Have a question about this project? Sign up for a free GitHub account to open an issue and contact its maintainers and the community.

By clicking “Sign up for GitHub”, you agree to our terms of service and privacy statement. We’ll occasionally send you account related emails.

Already on GitHub? Sign in to your account

What is the best way to capture metadata for cops? #8611

Closed
jonatas opened this issue Aug 28, 2020 · 2 comments
Closed

What is the best way to capture metadata for cops? #8611

jonatas opened this issue Aug 28, 2020 · 2 comments

Comments

@jonatas
Copy link
Contributor

jonatas commented Aug 28, 2020

Hello friends, I'm not sure if my question fits better here or in the RuboCop project itself. Let's start here:

I'm building some smart cops that are crossing metadata from different perspectives of the application.

Initially, I build a mechanism to capture data from code and then I reuse it into cops to make them smart, understanding the context.

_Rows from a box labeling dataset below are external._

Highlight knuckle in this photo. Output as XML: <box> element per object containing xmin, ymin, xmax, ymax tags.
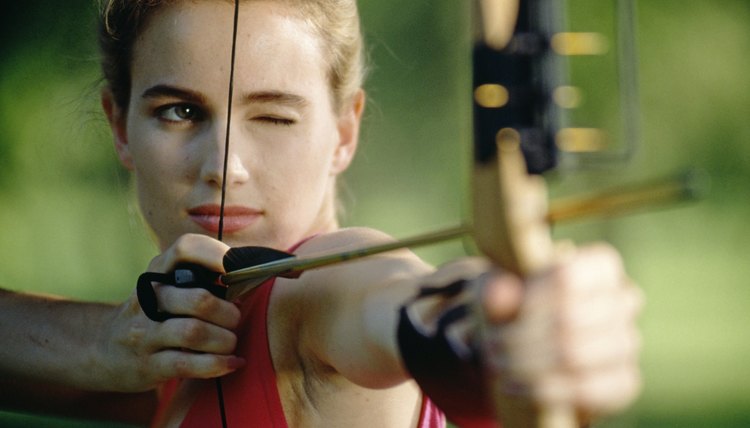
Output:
<box><xmin>180</xmin><ymin>318</ymin><xmax>207</xmax><ymax>347</ymax></box>
<box><xmin>193</xmin><ymin>288</ymin><xmax>221</xmax><ymax>316</ymax></box>
<box><xmin>172</xmin><ymin>355</ymin><xmax>193</xmax><ymax>378</ymax></box>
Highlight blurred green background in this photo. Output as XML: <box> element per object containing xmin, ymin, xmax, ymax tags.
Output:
<box><xmin>0</xmin><ymin>0</ymin><xmax>750</xmax><ymax>427</ymax></box>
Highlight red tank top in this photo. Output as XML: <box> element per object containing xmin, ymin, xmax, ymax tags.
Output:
<box><xmin>154</xmin><ymin>279</ymin><xmax>446</xmax><ymax>428</ymax></box>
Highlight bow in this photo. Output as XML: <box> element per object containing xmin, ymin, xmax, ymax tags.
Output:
<box><xmin>138</xmin><ymin>0</ymin><xmax>700</xmax><ymax>426</ymax></box>
<box><xmin>473</xmin><ymin>0</ymin><xmax>577</xmax><ymax>428</ymax></box>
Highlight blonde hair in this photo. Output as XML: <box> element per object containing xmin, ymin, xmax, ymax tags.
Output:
<box><xmin>99</xmin><ymin>0</ymin><xmax>365</xmax><ymax>111</ymax></box>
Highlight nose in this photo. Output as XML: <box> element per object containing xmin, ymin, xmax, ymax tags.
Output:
<box><xmin>201</xmin><ymin>129</ymin><xmax>250</xmax><ymax>187</ymax></box>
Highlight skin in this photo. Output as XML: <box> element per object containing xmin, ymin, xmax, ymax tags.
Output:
<box><xmin>0</xmin><ymin>0</ymin><xmax>639</xmax><ymax>427</ymax></box>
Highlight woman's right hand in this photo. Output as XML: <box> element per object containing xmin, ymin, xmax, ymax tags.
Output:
<box><xmin>94</xmin><ymin>234</ymin><xmax>244</xmax><ymax>392</ymax></box>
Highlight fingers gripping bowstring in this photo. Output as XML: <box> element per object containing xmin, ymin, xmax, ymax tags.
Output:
<box><xmin>216</xmin><ymin>0</ymin><xmax>240</xmax><ymax>428</ymax></box>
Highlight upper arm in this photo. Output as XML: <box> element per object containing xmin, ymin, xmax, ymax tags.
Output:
<box><xmin>285</xmin><ymin>229</ymin><xmax>433</xmax><ymax>388</ymax></box>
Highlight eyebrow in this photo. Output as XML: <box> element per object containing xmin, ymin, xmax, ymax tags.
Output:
<box><xmin>141</xmin><ymin>84</ymin><xmax>309</xmax><ymax>107</ymax></box>
<box><xmin>242</xmin><ymin>90</ymin><xmax>309</xmax><ymax>107</ymax></box>
<box><xmin>141</xmin><ymin>85</ymin><xmax>206</xmax><ymax>104</ymax></box>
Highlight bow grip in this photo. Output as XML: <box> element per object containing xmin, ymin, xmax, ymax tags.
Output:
<box><xmin>136</xmin><ymin>264</ymin><xmax>227</xmax><ymax>322</ymax></box>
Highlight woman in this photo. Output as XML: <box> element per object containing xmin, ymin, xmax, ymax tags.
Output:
<box><xmin>0</xmin><ymin>0</ymin><xmax>638</xmax><ymax>427</ymax></box>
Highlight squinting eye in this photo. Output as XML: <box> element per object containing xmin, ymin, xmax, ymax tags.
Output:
<box><xmin>156</xmin><ymin>104</ymin><xmax>204</xmax><ymax>122</ymax></box>
<box><xmin>257</xmin><ymin>116</ymin><xmax>297</xmax><ymax>126</ymax></box>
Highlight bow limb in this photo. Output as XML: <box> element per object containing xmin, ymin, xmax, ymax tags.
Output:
<box><xmin>473</xmin><ymin>0</ymin><xmax>578</xmax><ymax>428</ymax></box>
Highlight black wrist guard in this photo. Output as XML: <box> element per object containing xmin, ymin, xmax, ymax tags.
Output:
<box><xmin>398</xmin><ymin>280</ymin><xmax>498</xmax><ymax>428</ymax></box>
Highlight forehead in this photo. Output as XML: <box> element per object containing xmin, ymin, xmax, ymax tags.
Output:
<box><xmin>131</xmin><ymin>0</ymin><xmax>327</xmax><ymax>101</ymax></box>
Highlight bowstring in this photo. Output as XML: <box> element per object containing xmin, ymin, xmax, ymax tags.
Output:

So, let's start with the capture system:

module RuboCop
  # RuboCop overrides for capturing information from files using NodePattern.
  module Capture
    module_function

    # Search for a node pattern on a given set of files
    # @return [Array<Object>] with results that matches or captures
    # @param files [Array<String>] nil for use
    #
    # @example "Extract all class names from app/models folder"
    # RuboCop::Capture.all(
    #   pattern: '(class $_ ...)',
    #   files: Dir.glob('app/models/**/*.rb')
    # ).flatten.map(&:source) #   ["ModelA", "ModelB", ...]
    #
    # Or use from:
    #
    # @example "Extract all class names from app/models folder"
    # RuboCop::Capture.all(
    #   pattern: '(class $_ ...)',
    #   from: 'app/models/*.rb'
    # ).flatten.map(&:source) #   ["ModelA", "ModelB",...]
    # Or use from:
    def all(pattern:, files: nil, from: nil)
      node_pattern = RuboCop::NodePattern.new(pattern)
      files = files_from(from) if from && files.nil?
      files.map do |file|
        FromFile.new(pattern: node_pattern, file: file).search
      end
    end

    # @return [Array<String>] with all files from recursive search.
    # @example "Factories from all engines"
    # RuboCop::Capture.files_from('engines/*/spec/factories')
    # @see https://apidock.com/ruby/Dir/glob/class
    def files_from(dir)
      Dir.glob("#{dir}/**/**.rb")
    end

    # This class searches and captures
    # node or data from AST using [RuboCop::NodePattern].
    # @example "Extract all class names from app/models folder"
    # RuboCop::Capture::FromFile.all(
    #   pattern: '(class $_ ...)',
    #   files: Dir.glob('app/models/*.rb')
    # ).flatten.map(&:source) #   ["ModelA", "ModelB", ...]
    #
    # @example "Extracting class name from single file"
    #  RuboCop::Capture::FromFile.new(
    #    pattern: '(class $_ ...)',
    #    file: 'app/models/user.rb'
    #  ).search => s(:const, nil, :User)
    class FromFile
      include RuboCop::AST::Traversal

      attr_reader :pattern, :file
      def initialize(pattern:, file:)
        @pattern = pattern.is_a?(String) ? RuboCop::NodePattern.new(pattern) : pattern
        @file = file
      end

      # @return [Array<Object>] captures from node
      # @param pattern String with the node pattern
      # @param node [RuboCop::AST::Node]
      def search(pattern = self.pattern, node = ast_from_file)
        match = pattern.match(node)
        if match
          match == true ? node : match
        elsif node.nil?
          nil
        elsif node.children.nil?
          []
        elsif node.descendants.any?
          node.descendants.flat_map { |e| search(pattern, e) }.flatten.compact
        end
      end

      # @return [RuboCop::AST::Node] from #processed_source
      def ast_from_file
        processed_source.ast
      end

      # @return [RuboCop::ProcessedSource] from #file using RUBY_VERSION
      def processed_source
        RuboCop::ProcessedSource.new(IO.read(file), RUBY_VERSION.to_f, file)
      end
    end
  end
end

And then I can start capturing things. Example, Let's say I'd like to capture all factory names from an specific folder:

 # @return [Array<String>] with the definition of factory class names' from a
    # given folder.
    def factory_names(from:)
      (@factories_names ||= {})[from] ||=
        RuboCop::Capture.all(
          pattern: '(send nil? :factory ({sym str} $_) ... )',
          from: from
        ).flatten.compact.uniq
    end

Then I can build a cop to check if some factories from rails engines are used outside of the boundaries of the domain. Ideally, a rails engine should have the domain isolated and do not know about the factories of other engines or the main rails application. The inverse is also valid, so I have two cops to check if the main app is touching engine code and another to check if the engine code is using the main app code.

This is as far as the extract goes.